Purple Tako comes from a team that includes Sean Conner, the mixology veteran who helped open Victor Tangos on Henderson Avenue (now closed). He's since opened Pie 3.14 Everyday Eatery, the Lewisville pizzeria with the odd punctuation; as well as TBD Kitchen, a Latin restaurant next door.
Tako, which is Japanese for octopus, is going into the space where Cafe Gecko used to be, at 6855 Windhaven Dr. (Cafe Gecko moved.) Chef Kyle Jones will oversee a cuisine that's a mix of Japanese and Hawaiian fare. Ryan Kinkade is leading the beverage program, with a mix of classic and tiki cocktails.
The tiki thing is not them just following a trend, but instead reflects Conner's personal experience.
"It's tiki conceptually, but it's not going to be kitschy," he says. "We're doing a cool build-out with sophisticated lighting and nice tropical touches. I used to live in Hawaii, I loved living there, and saw the Japanese influence. This gives us a chance to play on both those things."
Conner was previously considering doing a poke shop at Legacy Hall, the food hall in Plano, and has used some of that expertise on a menu that includes poke bowls, coconut fried shrimp, and karaage, aka Japanese fried chicken.
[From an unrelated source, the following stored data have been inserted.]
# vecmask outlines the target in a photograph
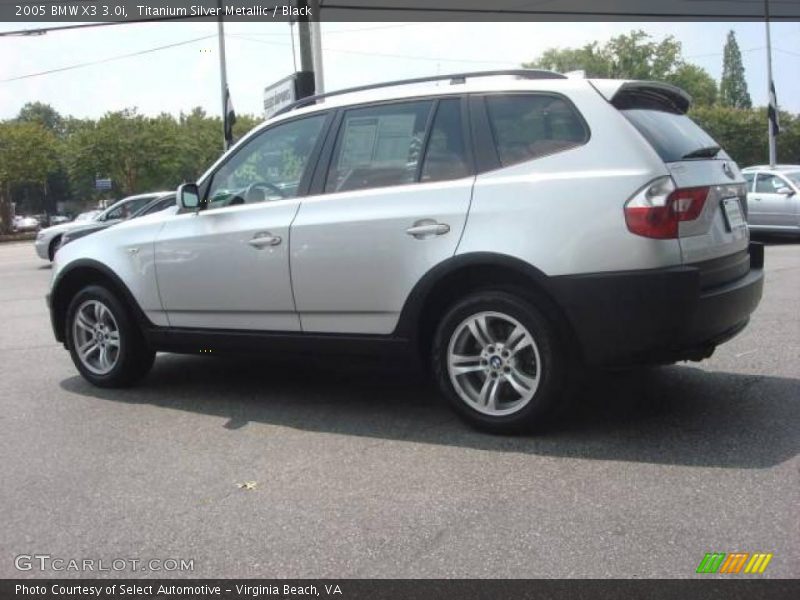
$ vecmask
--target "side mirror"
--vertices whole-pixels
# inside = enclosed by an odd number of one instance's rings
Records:
[[[794,190],[788,187],[778,188],[777,193],[784,196],[794,196]]]
[[[184,183],[178,187],[178,204],[189,210],[200,208],[200,191],[196,183]]]

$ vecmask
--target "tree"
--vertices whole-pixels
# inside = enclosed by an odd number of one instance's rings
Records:
[[[739,166],[767,162],[766,108],[697,107],[692,119],[705,129]],[[800,118],[781,112],[781,135],[778,136],[781,162],[800,163]]]
[[[597,42],[582,48],[550,48],[536,60],[524,63],[526,68],[549,69],[559,73],[586,71],[587,77],[611,77],[611,61]]]
[[[697,65],[685,63],[665,80],[686,90],[695,106],[712,106],[717,101],[717,82],[708,71]]]
[[[0,217],[3,232],[11,229],[12,187],[43,184],[56,167],[56,140],[39,123],[0,123]]]
[[[23,123],[39,123],[45,129],[53,132],[56,135],[61,135],[64,130],[64,119],[58,114],[58,111],[49,104],[43,102],[28,102],[23,106],[17,121]]]
[[[753,102],[747,91],[744,78],[742,53],[736,41],[736,34],[728,32],[722,58],[722,80],[719,84],[719,99],[723,106],[730,108],[752,108]]]
[[[705,70],[686,63],[681,44],[672,36],[660,42],[641,30],[581,48],[551,48],[524,67],[566,72],[584,70],[587,77],[612,79],[653,79],[686,90],[696,104],[716,101],[716,82]]]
"We even have a Japanese influence at the bar," he says. That means sakes and a beer list with Japanese and Hawaiian beers. Cocktails will be made with fresh juices and house-made cordials and bitters. They'll also offer a selection of Japanese whiskey, another hot trend.
Conner says that every facet of the restaurant, from the arrangement of the tables to the arrangement of the menu, is designed to encourage conversation and communion.
"There are small plates which can be snacks at the bar, shared with friends, or combined to make a meal," he says. It's part of his mission in the suburbs.
"We want to be in a neighborhood like this, where there's a large number of apartments and townhomes, with people who want to get out without getting out," he says. "To have something this convenient fills a real void. We want to cook for the community."